Moreover, a reduction in size of the amino acid at position 396 decreased specific activity dramatically but increased coupling and switched the main product formation from 4HDPM towards
diphenylmethanol.”
“The strand-exchange engineered domain (SEED) platform was designed to generate asymmetric and bispecific antibody-like molecules, a capability that expands therapeutic applications of natural antibodies. This new protein engineered platform is based on exchanging structurally related sequences of immunoglobulin within the conserved CH3 domains. Alternating sequences from human BACE inhibitor IgA and IgG in the SEED CH3 domains generate two asymmetric but complementary domains, designated AG and GA. The SEED design allows efficient generation of AG/GA heterodimers, while disfavoring homodimerization of AG and GA SEED CH3 domains. Using a clinically validated antibody (C225), we tested whether Fab derivatives constructed on the SEED platform retain desirable therapeutic antibody features such as in vitro and in vivo stability, favorable pharmacokinetics, ligand binding and effector functions including antibody-dependent cell-mediated cytotoxicity and complement-dependent cytotoxicity. In addition, we tested SEED with combinations of binder domains (scFv, VHH, Fab). Mono-and
bivalent Fab-SEED fusions retain full binding affinity, have excellent biochemical and biophysical stability, and retain desirable antibody-like characteristics check details conferred by Fc domains. Furthermore, SEED is compatible with different combinations of Fab, scFv and VHH domains. Our assessment shows that the new SEED platform expands therapeutic applications of natural antibodies by generating heterodimeric
next Fc-analog proteins.”
“Computational sequence design methods are used to engineer proteins with desired properties such as increased thermal stability and novel function.

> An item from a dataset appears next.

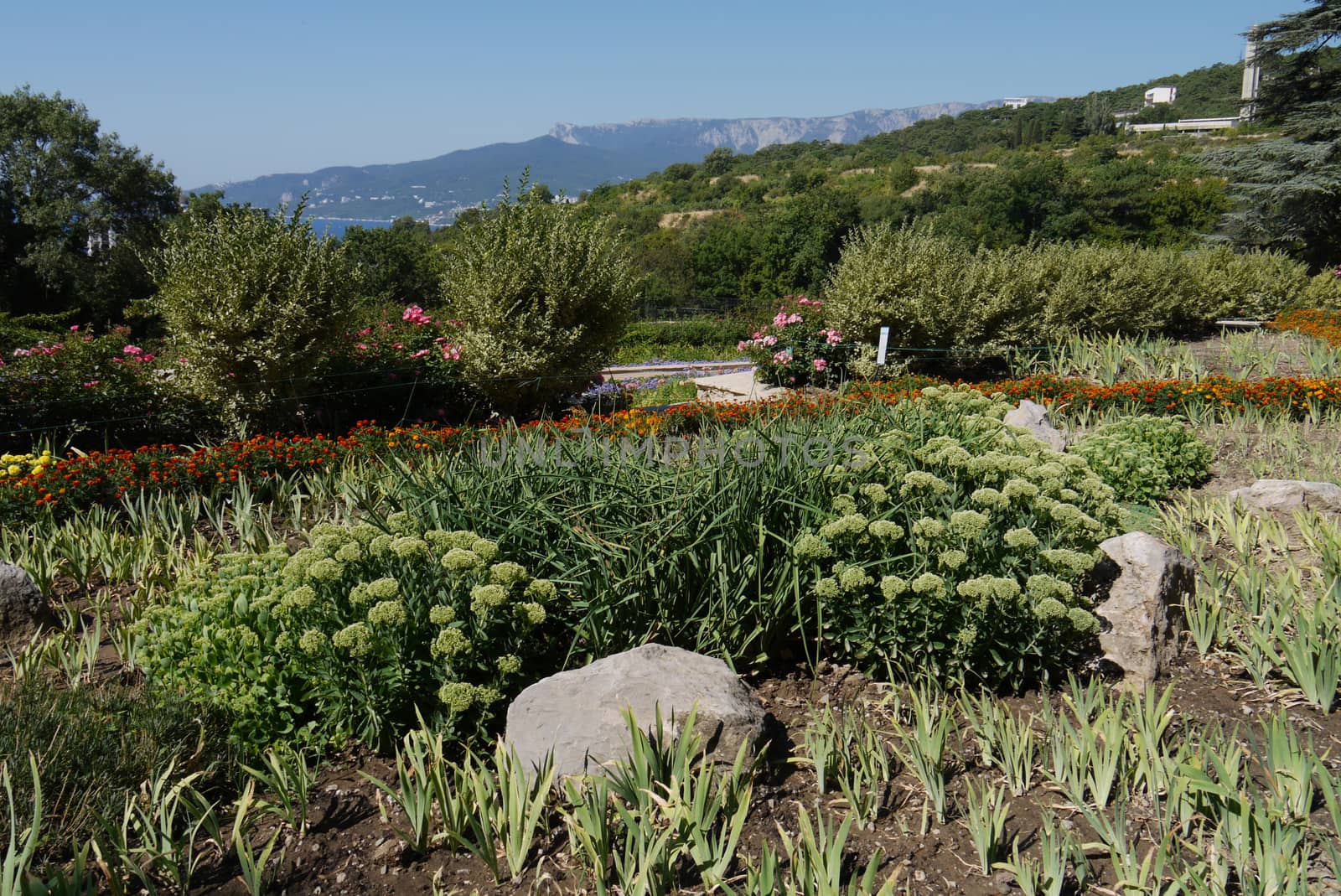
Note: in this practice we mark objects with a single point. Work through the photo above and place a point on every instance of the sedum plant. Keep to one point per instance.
(542, 292)
(350, 636)
(958, 546)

In addition, these algorithms can be used to identify an envelope of sequences that may be compatible with a particular protein fold topology. In this regard, we hypothesized that sequence-property prediction, specifically secondary structure, could be significantly enhanced by using a large database of computationally designed sequences. We performed a large-scale test of this hypothesis with 6511 diverse protein domains and 50 designed sequences per domain. After analysis of the inherent accuracy of the designed sequences database, we realized that it was necessary to put constraints on what fraction of the native sequence should be allowed to change. With mutational constraints, accuracy was improved vs. no constraints, but the diversity of designed sequences, and hence effective size of the database, was moderately reduced.